Fasting Ghrelin Levels Are Decreased in Obese Subjects and Are Significantly Related With Insulin Resistance and Body Mass Index.

BACKGROUND: Ghrelin is a 28-amino acid peptide that predominantly produced by the stomach. Strong evidence indicates the effects of ghrelin in the regulation of metabolic functions and its potential role in the aetiology of obesity. AIM: The aim of this study was to investigate the relationship of ghrelin levels with obesity, insulin resistance and glucose in normal and obese subjects.
METHODS: Thirteen normal (n = 13) and seven (n = 7) obese weight subjects aged 20-22 participated in the study. Fasting plasma ghrelin, insulin and glucose levels were measured after overnight fasting. HOMA-IR was calculated to evaluate insulin resistance.

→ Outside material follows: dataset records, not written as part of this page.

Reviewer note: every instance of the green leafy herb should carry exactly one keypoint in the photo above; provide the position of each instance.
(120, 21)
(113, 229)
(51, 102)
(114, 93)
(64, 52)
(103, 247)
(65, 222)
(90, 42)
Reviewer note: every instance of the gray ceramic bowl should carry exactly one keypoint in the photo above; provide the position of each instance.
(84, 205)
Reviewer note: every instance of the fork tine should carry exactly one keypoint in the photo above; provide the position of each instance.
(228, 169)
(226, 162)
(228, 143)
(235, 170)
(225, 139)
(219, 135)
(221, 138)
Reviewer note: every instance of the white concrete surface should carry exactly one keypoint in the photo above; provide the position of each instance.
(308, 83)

RESULTS: Ghrelin and insulin levels were found to be statistically significantly lower and higher in obese subjects (P < 0.001), respectively. Glucose levels were clinically higher in obese subjects but not statistically significant. Fasting plasma ghrelin was negatively correlated with BMI (r = -0.77, P < 0.001), fasting insulin levels (r = -0.55, P < 0.001) and HOMA-IR (r = -0.66, P < 0.001). There was no correlation between ghrelin and glucose. In multiple regression analysis, insulin levels (Beta:-2.66, 95%CI:-2.49, -2.78, P < 0.001) HOMA-IR (Beta:-2.41, 95%CI:-2.33, -2.55, P < 0.001) and BMI (Beta:-1.77, 95%CI:-1.66, -1.89, P < 0.001) were significant independent determinants of fasting ghrelin.

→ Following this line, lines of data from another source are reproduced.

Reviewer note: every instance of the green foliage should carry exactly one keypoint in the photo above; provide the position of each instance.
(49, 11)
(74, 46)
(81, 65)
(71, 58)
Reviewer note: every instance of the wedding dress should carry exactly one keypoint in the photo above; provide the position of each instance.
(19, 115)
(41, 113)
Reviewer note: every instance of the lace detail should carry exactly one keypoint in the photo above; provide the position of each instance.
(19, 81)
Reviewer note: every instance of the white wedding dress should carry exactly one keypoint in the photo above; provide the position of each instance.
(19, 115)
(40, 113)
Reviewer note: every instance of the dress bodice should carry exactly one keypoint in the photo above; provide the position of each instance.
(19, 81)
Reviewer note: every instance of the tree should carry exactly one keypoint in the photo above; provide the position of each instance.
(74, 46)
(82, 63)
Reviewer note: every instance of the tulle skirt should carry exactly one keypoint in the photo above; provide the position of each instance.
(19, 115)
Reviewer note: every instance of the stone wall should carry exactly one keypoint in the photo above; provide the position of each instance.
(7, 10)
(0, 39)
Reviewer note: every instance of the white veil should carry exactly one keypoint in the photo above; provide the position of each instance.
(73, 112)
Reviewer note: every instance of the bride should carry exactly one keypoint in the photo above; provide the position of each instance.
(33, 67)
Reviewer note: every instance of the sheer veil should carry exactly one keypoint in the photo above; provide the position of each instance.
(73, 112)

CONCLUSION: Obese subjects have low fasting ghrelin levels that they are significantly related to insulin resistance and body mass index. More prospective studies are needed to establish the role of ghrelin in the pathogenesis of human obesity.

Introduction

Ghrelin is a 28-amino acid that is produced in the stomach. Other organs such as liver heart and pancreas can also produce ghrelin but in lower levels [1]. Strong evidence indicates the effects of ghrelin in its potential role in the pathogenesis of obesity, insulin resistance (IR) and types 2 diabetes [2].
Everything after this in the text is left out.